Musk grubstaked his three main businesses with the $165 million in proceeds from his stake in PayPal Holdings Inc., the online-payments processor. The Pretoria native, who also claims Canadian and U.S. nationality, then created, with Tesla, the world’s lone luxury-market EV maker. In 2015, Tesla’s Model S, its glitch problems solved, was the best selling plug-in electric vehicle in the world, despite its luxury price tag.
 
And the Model 3’s rave reviews appear to be merited. True, the car has yet to go into production, which Tesla has scheduled for next year. That’s an important caveat, to be sure. But it’s matched by a Tesla track record of eventually delivering on seemingly impossible performance claims for each of Tesla’s earlier models.
 
The Model 3 or something close to it is the vehicle with which you’d want to attempt an auto revolution.
 
The few EVs priced lower than the Model 3 are Spartan vehicles without Tesla’s trademark styling elegance or interior creature comforts.
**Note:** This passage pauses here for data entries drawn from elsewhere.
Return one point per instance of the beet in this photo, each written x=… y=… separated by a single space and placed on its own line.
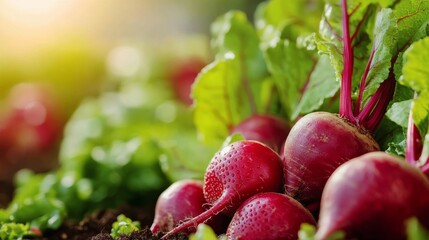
x=181 y=201
x=237 y=172
x=268 y=129
x=317 y=144
x=269 y=216
x=371 y=197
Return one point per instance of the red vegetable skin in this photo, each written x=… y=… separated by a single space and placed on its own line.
x=237 y=172
x=317 y=144
x=371 y=197
x=268 y=129
x=269 y=216
x=181 y=201
x=320 y=142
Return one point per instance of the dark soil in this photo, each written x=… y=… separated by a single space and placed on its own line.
x=97 y=226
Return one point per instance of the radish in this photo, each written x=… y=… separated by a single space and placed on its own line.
x=237 y=172
x=269 y=216
x=320 y=142
x=181 y=201
x=268 y=129
x=314 y=149
x=371 y=197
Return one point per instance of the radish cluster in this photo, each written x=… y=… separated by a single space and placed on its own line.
x=327 y=170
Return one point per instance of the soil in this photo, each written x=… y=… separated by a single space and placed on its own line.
x=97 y=226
At a $35,000 base price, the Model 3 also underprices non-EVs in the small-luxury range, including the BMW 3 Series, the Audi A4, Mercedes-Benz C-Class and the Lexus IS. At 344 km between recharges, the Model 3 has the cheapest range on the market, as a ratio of purchase price to distance. It also ranks high in acceleration, at 0-96 km/h in six seconds or less.
 
Musk concluded the Model 3 unveiling last month with an evangelical touch. “This is really important for the future of the world,” he said.
 
So, OK, buy the car. But sell the stock.